Besides, at COP-28 this year, experts from the Harmony with Nature Knowledge Network will present the recognition of the rights of Nature as a non-market mechanism to advance cooperation in climate action, following up on the decision taken last year at COP-27 in Egypt to find ways beyond the carbon credit market to reduce greenhouse gas emissions.
In his opening statement at the General Debate of the 78th session of the UNGA last September, UN Secretary-General António Guterres stated that it is time to “reform multilateralism for the 21st century” and proposed a Climate Solidarity Pact to accelerate cooperation in climate action through creative ways in which wealthier countries can support developing countries with financial help and technology. Therefore, it is necessary to go beyond cutting greenhouse gas emissions: It is time to promote an Earth-centered global governance reform if we are to address the triple planetary crisis we now face.
The year 2023 kick started multilateral conversations on the first step to the promotion of an Earth-centered global governance, which is the creation of a high-level meeting, tentatively entitled “Earth Assembly”. Based on “evolving non-anthropocentric or Earth-centered paradigm”, the mandate of this new high-level meeting would be “reinforc[ing] multilateralism through the discussion of alternative holistic approaches based on diverse world views that may contribute to the implementation of the 2030 Agenda for Sustainable Development and beyond”.
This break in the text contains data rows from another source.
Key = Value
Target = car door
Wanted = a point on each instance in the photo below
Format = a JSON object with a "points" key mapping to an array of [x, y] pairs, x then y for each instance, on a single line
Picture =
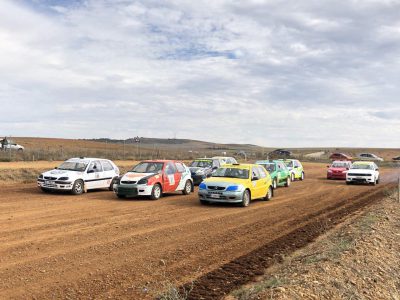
{"points": [[171, 179], [108, 173], [93, 178], [256, 183]]}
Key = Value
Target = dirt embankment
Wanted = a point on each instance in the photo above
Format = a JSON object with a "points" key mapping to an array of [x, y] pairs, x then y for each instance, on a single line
{"points": [[357, 260], [96, 246]]}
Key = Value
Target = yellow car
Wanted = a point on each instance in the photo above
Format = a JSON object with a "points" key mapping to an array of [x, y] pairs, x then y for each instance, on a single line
{"points": [[236, 183]]}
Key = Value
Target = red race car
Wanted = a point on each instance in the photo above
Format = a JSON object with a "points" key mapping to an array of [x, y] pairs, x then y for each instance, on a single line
{"points": [[340, 156], [338, 169]]}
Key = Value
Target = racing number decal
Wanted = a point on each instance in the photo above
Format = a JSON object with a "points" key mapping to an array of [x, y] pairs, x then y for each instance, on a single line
{"points": [[171, 179]]}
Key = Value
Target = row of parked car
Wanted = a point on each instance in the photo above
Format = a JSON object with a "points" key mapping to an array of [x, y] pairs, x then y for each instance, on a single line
{"points": [[220, 179]]}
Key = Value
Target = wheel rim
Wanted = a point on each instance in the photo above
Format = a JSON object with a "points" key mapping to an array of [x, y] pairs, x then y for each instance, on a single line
{"points": [[157, 191], [78, 187], [246, 199], [188, 187]]}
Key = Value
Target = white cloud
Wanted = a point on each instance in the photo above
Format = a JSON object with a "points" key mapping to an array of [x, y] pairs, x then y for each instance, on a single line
{"points": [[269, 72]]}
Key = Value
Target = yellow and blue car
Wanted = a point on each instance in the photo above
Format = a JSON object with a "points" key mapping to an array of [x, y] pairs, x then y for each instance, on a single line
{"points": [[236, 183]]}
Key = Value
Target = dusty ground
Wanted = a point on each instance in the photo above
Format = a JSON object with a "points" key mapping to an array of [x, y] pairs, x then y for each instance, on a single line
{"points": [[357, 260], [95, 246]]}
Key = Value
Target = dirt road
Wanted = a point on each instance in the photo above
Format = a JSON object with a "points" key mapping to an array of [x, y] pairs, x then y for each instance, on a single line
{"points": [[95, 246]]}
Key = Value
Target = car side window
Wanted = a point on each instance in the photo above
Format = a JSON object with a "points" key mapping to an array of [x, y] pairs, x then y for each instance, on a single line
{"points": [[180, 168], [107, 166], [255, 173], [170, 169], [262, 172]]}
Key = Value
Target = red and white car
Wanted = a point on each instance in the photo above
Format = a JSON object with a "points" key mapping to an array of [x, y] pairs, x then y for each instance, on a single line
{"points": [[154, 178], [338, 169]]}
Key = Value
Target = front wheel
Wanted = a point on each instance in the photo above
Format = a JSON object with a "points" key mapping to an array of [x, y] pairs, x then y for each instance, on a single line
{"points": [[245, 199], [274, 184], [188, 188], [155, 192], [78, 187], [269, 194]]}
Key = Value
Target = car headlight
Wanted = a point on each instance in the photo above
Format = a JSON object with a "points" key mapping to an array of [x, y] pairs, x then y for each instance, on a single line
{"points": [[143, 181], [202, 186], [234, 188]]}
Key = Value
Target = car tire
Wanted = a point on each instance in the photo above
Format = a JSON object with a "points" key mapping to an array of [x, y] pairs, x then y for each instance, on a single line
{"points": [[156, 192], [188, 188], [245, 199], [274, 184], [78, 187], [111, 187], [270, 194]]}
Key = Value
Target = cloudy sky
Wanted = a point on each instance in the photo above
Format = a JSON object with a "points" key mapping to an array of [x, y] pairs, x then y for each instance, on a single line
{"points": [[272, 73]]}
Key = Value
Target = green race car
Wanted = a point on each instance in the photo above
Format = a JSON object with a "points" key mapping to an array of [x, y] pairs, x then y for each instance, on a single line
{"points": [[280, 174], [295, 167]]}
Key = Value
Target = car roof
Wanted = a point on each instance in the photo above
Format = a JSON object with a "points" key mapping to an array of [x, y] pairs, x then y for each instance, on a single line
{"points": [[363, 163]]}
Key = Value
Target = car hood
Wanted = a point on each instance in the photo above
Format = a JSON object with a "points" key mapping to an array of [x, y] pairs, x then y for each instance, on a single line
{"points": [[228, 180], [61, 173], [131, 176], [337, 169], [195, 169], [361, 171]]}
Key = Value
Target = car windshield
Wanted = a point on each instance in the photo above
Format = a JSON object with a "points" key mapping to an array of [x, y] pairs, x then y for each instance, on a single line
{"points": [[269, 167], [148, 167], [340, 165], [289, 164], [232, 173], [201, 163], [79, 166], [361, 166]]}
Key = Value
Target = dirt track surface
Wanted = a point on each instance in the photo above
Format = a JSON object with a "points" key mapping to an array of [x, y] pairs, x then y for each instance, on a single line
{"points": [[95, 246]]}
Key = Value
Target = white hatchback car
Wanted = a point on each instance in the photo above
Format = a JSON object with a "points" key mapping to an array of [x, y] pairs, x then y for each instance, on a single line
{"points": [[78, 175], [363, 172]]}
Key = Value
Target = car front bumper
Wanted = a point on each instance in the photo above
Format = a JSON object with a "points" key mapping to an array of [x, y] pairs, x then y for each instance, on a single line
{"points": [[132, 190], [360, 179], [220, 196], [55, 185]]}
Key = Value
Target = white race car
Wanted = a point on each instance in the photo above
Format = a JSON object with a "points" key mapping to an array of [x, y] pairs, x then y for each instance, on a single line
{"points": [[78, 175], [363, 172]]}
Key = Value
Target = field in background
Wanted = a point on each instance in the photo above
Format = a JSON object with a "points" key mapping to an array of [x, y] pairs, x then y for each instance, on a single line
{"points": [[52, 149]]}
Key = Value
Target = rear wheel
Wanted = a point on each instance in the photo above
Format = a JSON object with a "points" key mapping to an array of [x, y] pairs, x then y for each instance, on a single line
{"points": [[155, 192], [274, 184], [78, 187], [245, 199], [188, 188], [269, 194]]}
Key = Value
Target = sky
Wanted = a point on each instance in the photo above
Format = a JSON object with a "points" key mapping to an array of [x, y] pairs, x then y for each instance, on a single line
{"points": [[273, 73]]}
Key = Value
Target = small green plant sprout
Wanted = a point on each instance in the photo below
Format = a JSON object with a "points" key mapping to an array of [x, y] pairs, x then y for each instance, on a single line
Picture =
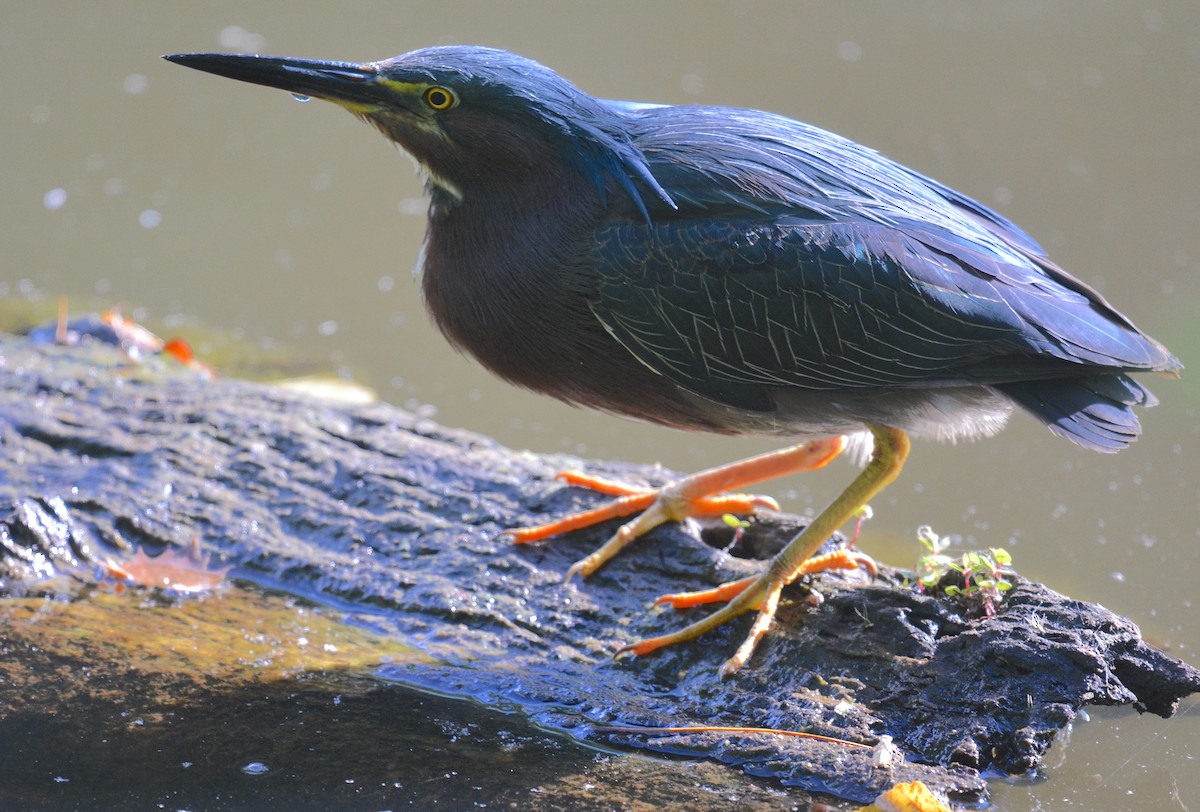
{"points": [[739, 528], [983, 573]]}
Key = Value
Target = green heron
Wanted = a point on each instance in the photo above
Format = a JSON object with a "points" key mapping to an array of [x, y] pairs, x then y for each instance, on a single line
{"points": [[726, 270]]}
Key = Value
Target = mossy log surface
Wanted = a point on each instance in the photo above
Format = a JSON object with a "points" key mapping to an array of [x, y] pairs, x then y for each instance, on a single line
{"points": [[390, 523]]}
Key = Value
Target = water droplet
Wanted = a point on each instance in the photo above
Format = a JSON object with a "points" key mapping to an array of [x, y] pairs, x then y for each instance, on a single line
{"points": [[54, 199]]}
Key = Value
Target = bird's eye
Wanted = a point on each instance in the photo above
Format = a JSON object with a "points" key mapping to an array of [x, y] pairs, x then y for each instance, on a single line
{"points": [[439, 98]]}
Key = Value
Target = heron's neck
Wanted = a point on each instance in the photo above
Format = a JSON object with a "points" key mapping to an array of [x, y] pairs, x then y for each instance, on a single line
{"points": [[501, 269]]}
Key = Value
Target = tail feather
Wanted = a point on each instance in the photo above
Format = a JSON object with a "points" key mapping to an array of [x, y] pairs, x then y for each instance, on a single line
{"points": [[1096, 413]]}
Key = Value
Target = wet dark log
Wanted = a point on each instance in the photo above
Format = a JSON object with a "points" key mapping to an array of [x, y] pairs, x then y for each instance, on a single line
{"points": [[394, 521]]}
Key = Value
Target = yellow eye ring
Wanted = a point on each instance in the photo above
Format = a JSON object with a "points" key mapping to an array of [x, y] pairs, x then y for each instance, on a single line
{"points": [[439, 98]]}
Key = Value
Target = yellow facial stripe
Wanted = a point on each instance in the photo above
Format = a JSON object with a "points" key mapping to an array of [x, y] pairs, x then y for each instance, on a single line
{"points": [[400, 89]]}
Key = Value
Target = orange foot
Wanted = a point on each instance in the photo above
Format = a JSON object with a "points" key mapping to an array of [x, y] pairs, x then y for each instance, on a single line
{"points": [[700, 494]]}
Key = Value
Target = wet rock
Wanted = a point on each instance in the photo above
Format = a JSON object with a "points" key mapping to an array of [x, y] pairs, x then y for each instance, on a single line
{"points": [[395, 521]]}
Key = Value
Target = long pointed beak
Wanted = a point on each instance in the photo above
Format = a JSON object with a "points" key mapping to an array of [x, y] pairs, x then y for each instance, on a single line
{"points": [[351, 84]]}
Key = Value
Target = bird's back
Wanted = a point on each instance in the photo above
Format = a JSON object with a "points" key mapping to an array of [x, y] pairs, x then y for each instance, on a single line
{"points": [[795, 259]]}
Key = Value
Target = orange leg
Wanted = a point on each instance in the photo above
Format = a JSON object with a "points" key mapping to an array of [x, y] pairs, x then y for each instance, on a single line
{"points": [[762, 594], [690, 495], [839, 559]]}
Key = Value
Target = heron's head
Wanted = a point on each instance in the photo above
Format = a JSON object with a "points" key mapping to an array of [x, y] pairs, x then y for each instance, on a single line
{"points": [[477, 119]]}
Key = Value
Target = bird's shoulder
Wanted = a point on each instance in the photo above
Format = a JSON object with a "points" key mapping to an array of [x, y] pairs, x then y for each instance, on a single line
{"points": [[727, 160]]}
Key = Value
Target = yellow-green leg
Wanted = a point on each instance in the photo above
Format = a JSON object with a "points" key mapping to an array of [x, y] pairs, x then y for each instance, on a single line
{"points": [[888, 457]]}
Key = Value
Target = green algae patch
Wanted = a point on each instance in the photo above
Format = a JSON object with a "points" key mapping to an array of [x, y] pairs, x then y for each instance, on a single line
{"points": [[228, 636]]}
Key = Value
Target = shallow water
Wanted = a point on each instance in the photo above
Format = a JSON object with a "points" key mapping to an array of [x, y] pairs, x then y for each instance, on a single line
{"points": [[190, 199]]}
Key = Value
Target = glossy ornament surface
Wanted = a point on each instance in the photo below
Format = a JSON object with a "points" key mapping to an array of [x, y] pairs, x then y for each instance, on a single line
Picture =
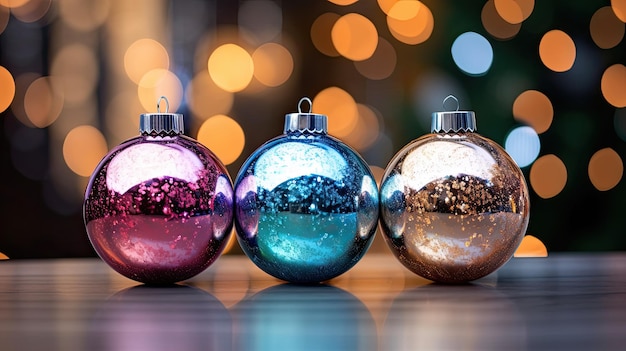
{"points": [[454, 205], [159, 207], [306, 204]]}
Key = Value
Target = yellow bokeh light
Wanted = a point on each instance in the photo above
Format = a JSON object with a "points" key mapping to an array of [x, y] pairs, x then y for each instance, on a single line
{"points": [[548, 176], [157, 83], [619, 7], [382, 64], [32, 11], [7, 93], [76, 66], [143, 56], [340, 108], [42, 102], [557, 51], [534, 109], [410, 22], [224, 136], [514, 11], [273, 64], [531, 246], [343, 2], [496, 25], [613, 85], [607, 31], [355, 37], [365, 131], [84, 15], [320, 33], [83, 148], [205, 99], [605, 169], [231, 67]]}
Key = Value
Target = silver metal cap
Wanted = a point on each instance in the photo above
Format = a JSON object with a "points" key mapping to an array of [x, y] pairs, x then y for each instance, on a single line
{"points": [[453, 121], [305, 122], [161, 123]]}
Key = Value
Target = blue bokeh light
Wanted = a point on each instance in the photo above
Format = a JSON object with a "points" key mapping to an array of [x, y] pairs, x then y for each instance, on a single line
{"points": [[472, 53], [523, 145]]}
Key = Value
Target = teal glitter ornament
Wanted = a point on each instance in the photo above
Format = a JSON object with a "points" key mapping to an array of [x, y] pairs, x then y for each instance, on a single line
{"points": [[306, 204]]}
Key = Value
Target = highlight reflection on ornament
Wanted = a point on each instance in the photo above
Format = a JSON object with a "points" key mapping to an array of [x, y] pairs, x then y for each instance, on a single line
{"points": [[159, 207], [454, 205], [306, 204]]}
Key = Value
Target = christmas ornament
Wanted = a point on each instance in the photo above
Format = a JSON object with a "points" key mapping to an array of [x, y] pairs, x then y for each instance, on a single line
{"points": [[306, 204], [454, 205], [159, 207]]}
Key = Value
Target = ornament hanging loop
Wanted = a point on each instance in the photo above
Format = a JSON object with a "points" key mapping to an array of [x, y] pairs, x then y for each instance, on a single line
{"points": [[167, 104], [307, 100], [451, 97]]}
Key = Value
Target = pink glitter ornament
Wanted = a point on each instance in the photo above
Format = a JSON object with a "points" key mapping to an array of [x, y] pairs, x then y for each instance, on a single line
{"points": [[158, 208]]}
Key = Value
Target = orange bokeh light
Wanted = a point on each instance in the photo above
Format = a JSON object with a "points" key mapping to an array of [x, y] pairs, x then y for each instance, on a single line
{"points": [[224, 136], [410, 22], [605, 169], [613, 85], [7, 93], [548, 176], [534, 109], [557, 51]]}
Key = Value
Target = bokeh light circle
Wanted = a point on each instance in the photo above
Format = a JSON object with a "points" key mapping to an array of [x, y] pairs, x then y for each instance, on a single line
{"points": [[548, 176], [613, 85], [472, 53], [534, 108], [607, 31], [523, 145], [557, 51], [231, 67], [514, 11], [410, 22], [496, 25], [7, 93], [224, 136], [355, 37], [605, 169], [619, 7], [83, 147]]}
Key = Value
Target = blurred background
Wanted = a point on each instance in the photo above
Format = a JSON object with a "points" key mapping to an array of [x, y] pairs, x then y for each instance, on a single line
{"points": [[546, 79]]}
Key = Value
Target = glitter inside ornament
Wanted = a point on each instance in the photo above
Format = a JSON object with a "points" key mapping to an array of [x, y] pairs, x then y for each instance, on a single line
{"points": [[306, 204], [159, 207], [454, 205]]}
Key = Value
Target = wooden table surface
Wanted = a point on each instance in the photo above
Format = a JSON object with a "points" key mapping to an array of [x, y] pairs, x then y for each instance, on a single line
{"points": [[562, 302]]}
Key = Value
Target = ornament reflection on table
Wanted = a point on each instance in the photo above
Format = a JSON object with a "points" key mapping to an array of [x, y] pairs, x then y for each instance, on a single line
{"points": [[159, 207], [306, 204], [454, 205]]}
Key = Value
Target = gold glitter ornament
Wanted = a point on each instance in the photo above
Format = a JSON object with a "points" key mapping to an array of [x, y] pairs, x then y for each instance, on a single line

Experts from the Harmony with Nature Knowledge Network have advocated for accelerating the negotiations on this meeting during the second Brazilian Forum for the Rights of Nature, held in Ilhéus-Bahia in October 2023. This event laid the groundwork for the upcoming negotiations on the future Earth Assembly, and it should also be part of the negotiations of the Summit of the Future in September 2024, which aims to restore trust in the multilateral system and accelerate the implementation of the 2030 Agenda. One expected result of the Summit of the Future is safeguarding the future. Everyone’s future lies in the advancement of the Earth-centered approach to sustainable development. For that, the creation of a future UN Earth Assembly, as part of the reform of global governance, would strengthen the UN mandate to implement approaches to sustainable development that put Nature at its core.